Global Broadband Rankings – what’s really important?
Is the United States lagging behind other countries in broadband deployment? Are we making progress or losing ground in the effort to ensure every American has access to high-speed Internet?
The Information Technology and Innovation Foundation’s conference tomorrow will focus on these questions during a discussion on world broadband rankings.
It’s hard to know whether the recent OECD or FCC rankings are reflective of the global broadband landscape. But what’s more important is that these statistics highlight a tremendous opportunity for us to make great progress in the next few years.

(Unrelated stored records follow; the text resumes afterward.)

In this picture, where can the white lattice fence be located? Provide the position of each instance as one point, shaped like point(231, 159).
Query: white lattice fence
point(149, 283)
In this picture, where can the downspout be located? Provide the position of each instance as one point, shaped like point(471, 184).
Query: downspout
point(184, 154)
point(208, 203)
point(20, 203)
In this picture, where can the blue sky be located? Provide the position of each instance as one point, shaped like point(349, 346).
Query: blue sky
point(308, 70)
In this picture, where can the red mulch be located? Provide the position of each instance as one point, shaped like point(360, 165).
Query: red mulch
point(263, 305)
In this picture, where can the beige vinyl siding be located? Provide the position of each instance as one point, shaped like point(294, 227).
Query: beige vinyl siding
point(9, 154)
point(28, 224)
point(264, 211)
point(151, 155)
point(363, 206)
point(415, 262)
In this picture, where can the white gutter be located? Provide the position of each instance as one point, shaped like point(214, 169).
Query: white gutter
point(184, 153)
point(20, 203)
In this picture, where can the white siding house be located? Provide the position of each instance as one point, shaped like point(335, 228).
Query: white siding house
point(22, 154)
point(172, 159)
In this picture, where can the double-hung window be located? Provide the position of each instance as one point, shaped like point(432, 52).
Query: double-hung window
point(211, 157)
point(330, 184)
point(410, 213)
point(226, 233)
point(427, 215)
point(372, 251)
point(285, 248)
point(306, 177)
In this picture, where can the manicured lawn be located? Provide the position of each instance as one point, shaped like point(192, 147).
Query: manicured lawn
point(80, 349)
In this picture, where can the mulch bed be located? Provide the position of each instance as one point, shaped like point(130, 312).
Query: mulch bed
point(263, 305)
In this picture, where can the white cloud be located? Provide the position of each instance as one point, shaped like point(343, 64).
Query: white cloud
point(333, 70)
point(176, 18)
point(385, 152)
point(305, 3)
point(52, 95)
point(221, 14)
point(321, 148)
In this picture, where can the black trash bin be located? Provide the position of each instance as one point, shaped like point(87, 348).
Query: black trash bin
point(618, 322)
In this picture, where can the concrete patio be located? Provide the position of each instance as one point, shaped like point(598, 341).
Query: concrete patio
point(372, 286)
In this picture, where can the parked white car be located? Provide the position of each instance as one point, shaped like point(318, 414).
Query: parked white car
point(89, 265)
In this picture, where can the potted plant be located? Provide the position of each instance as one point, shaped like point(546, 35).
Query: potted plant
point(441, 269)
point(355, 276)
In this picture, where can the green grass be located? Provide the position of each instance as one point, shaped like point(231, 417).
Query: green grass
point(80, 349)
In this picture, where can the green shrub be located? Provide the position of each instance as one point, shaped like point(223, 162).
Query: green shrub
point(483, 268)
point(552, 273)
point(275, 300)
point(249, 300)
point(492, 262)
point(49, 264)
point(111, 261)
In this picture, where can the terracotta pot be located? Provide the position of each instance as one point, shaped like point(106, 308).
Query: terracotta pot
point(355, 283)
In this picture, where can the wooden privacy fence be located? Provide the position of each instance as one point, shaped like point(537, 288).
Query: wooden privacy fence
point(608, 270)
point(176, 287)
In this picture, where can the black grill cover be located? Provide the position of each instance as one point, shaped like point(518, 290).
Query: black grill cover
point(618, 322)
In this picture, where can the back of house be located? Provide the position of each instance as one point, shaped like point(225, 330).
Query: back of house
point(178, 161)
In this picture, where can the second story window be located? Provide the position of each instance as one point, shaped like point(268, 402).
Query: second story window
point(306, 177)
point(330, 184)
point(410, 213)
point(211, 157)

And what matters most in this debate is what the United States is doing to speed the deployment of high-speed Internet to all Americans.

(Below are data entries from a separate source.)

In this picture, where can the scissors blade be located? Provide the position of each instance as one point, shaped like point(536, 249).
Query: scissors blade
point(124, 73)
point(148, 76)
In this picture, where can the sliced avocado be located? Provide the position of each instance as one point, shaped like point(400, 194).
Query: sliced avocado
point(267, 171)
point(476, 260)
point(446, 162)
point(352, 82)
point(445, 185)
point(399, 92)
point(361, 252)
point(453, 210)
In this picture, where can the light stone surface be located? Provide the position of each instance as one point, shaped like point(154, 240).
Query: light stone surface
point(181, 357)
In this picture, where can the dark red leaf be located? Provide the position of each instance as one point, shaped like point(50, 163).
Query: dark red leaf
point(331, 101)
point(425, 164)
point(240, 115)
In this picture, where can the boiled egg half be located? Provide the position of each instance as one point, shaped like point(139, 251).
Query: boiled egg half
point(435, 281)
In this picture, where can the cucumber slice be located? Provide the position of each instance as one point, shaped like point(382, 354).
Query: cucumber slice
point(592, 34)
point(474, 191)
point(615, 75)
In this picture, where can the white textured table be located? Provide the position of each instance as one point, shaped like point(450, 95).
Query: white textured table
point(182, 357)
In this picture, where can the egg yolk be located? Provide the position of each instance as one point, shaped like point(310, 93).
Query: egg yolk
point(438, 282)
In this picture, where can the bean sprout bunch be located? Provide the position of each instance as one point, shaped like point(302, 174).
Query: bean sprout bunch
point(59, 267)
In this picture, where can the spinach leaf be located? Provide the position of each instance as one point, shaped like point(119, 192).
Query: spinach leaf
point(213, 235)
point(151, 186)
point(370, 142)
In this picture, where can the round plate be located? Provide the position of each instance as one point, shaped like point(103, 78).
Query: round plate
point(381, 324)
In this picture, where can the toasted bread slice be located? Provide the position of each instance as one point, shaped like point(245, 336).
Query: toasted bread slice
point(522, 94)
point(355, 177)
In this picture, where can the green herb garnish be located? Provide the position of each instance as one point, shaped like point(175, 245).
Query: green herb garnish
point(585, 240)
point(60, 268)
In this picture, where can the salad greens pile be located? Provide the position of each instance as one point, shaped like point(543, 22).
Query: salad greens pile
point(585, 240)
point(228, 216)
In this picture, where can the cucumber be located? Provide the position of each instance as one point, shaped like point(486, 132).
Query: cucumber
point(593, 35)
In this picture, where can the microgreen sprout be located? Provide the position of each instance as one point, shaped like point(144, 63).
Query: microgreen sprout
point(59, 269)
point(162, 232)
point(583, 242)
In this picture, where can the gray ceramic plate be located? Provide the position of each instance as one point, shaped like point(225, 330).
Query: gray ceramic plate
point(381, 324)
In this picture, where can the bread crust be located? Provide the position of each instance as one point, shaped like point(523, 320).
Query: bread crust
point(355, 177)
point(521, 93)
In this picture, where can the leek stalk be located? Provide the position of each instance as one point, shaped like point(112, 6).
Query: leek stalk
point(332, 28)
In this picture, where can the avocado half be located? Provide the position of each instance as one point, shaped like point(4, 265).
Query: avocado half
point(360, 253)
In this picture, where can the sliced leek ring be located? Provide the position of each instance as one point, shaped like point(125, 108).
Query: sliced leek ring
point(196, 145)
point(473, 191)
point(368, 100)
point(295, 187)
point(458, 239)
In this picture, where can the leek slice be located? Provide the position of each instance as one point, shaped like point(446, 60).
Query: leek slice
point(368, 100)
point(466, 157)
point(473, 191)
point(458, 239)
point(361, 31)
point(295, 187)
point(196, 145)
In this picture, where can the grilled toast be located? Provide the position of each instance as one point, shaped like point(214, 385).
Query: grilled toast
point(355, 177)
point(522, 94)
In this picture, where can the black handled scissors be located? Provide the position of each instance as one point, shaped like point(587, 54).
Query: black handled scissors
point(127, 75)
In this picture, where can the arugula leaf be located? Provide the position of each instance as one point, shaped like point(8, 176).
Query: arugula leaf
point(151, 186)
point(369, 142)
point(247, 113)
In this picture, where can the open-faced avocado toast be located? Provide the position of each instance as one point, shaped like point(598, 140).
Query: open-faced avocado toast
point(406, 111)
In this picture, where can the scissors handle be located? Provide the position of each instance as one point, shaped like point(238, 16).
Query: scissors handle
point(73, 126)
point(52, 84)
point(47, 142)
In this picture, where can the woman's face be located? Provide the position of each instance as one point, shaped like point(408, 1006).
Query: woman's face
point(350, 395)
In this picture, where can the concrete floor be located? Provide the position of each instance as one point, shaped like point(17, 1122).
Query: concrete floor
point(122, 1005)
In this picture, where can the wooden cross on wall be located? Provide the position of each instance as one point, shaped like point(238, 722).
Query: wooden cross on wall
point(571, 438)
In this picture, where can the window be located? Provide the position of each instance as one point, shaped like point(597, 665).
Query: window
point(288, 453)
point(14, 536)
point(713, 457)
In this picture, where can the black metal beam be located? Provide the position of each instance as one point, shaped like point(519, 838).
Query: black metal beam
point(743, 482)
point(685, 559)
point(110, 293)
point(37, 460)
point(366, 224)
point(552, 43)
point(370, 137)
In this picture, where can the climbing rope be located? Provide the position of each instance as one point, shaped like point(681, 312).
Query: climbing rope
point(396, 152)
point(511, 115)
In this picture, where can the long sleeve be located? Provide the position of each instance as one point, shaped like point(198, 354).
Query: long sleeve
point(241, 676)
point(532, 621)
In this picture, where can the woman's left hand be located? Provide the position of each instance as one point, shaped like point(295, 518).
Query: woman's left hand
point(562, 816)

Broadband has moved far beyond a luxury. It’s the foundation for future economic growth and advances in education, health care and entertainment. Broadband service providers see the tremendous potential in this medium and are spending billions of dollars to upgrade the nation’s infrastructure, creating the capacity that new, bandwidth hungry applications will demand.

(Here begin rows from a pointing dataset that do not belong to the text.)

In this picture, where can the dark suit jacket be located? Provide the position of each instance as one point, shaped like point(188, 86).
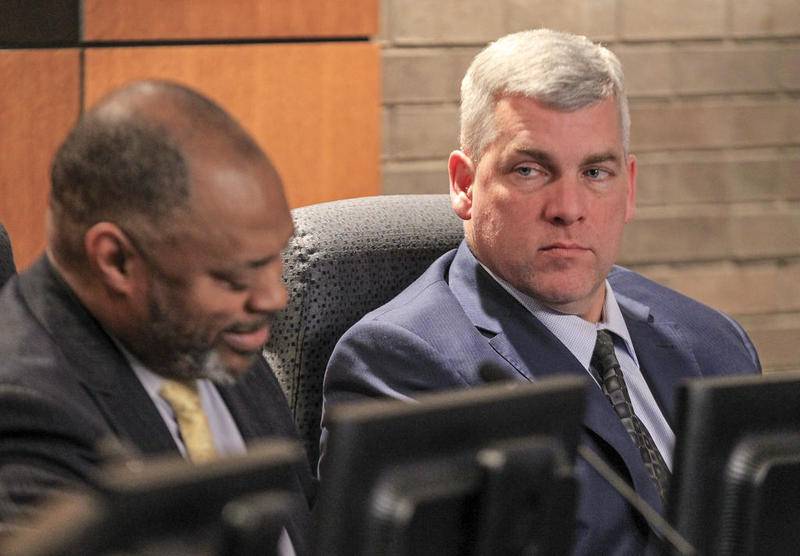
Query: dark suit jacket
point(439, 332)
point(64, 386)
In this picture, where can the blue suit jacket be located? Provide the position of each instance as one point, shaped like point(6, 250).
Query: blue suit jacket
point(438, 332)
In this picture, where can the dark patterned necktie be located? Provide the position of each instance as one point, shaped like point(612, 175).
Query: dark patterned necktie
point(604, 361)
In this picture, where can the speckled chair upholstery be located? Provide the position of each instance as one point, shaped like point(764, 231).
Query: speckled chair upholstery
point(7, 268)
point(347, 258)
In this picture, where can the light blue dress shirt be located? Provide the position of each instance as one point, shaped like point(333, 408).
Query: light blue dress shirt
point(579, 337)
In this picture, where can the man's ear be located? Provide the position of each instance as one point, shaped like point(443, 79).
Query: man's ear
point(111, 256)
point(630, 205)
point(462, 177)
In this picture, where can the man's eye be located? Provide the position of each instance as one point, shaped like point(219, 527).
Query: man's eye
point(235, 286)
point(597, 173)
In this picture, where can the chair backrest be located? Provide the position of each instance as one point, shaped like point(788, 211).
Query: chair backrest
point(345, 259)
point(7, 268)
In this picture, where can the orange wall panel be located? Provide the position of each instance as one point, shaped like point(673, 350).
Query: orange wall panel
point(39, 103)
point(109, 20)
point(314, 108)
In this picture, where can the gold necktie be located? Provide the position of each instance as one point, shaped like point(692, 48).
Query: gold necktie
point(192, 421)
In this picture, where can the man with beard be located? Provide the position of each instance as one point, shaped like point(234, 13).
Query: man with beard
point(163, 266)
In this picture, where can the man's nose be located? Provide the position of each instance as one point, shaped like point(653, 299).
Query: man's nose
point(566, 202)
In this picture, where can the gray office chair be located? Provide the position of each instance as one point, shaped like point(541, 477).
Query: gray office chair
point(345, 259)
point(7, 268)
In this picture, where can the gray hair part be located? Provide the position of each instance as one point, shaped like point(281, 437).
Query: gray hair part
point(563, 71)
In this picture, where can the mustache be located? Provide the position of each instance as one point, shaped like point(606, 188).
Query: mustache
point(246, 327)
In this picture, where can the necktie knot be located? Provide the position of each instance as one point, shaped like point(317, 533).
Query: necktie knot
point(603, 357)
point(195, 431)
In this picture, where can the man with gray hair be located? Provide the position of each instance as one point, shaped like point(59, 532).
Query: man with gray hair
point(545, 184)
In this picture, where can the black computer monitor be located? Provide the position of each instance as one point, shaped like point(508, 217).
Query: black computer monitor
point(736, 486)
point(165, 505)
point(481, 471)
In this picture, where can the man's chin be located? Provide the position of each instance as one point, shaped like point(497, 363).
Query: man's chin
point(228, 363)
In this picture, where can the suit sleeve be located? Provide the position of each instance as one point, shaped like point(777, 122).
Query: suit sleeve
point(44, 446)
point(380, 359)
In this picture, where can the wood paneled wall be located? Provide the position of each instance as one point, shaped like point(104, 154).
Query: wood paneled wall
point(300, 75)
point(40, 101)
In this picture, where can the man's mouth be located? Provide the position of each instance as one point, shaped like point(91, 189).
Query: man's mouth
point(564, 247)
point(247, 339)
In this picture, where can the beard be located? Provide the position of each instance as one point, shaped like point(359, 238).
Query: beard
point(182, 352)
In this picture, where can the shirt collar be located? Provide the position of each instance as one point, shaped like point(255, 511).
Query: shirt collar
point(577, 334)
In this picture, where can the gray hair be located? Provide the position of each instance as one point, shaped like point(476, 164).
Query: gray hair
point(563, 71)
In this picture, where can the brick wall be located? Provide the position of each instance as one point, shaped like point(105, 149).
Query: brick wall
point(715, 103)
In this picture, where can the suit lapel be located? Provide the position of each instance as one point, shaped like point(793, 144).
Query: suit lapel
point(535, 353)
point(95, 360)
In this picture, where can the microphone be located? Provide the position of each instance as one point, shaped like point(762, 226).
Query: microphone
point(491, 373)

We need to back up this private sector effort by developing a national broadband policy that encourages public-private partnerships and gives companies an incentive to invest in broadband deployment. Minimal government regulation and letting the free market and consumer demand guide the Internet’s development has worked up to now to bring us today’s competitive, innovative communications marketplace. We should let those strategies keep working.
Arguing about where America truly ranks in global broadband deployment accomplishes little. Let’s focus our energy on getting everyone connected to the communications technology of the 21st century.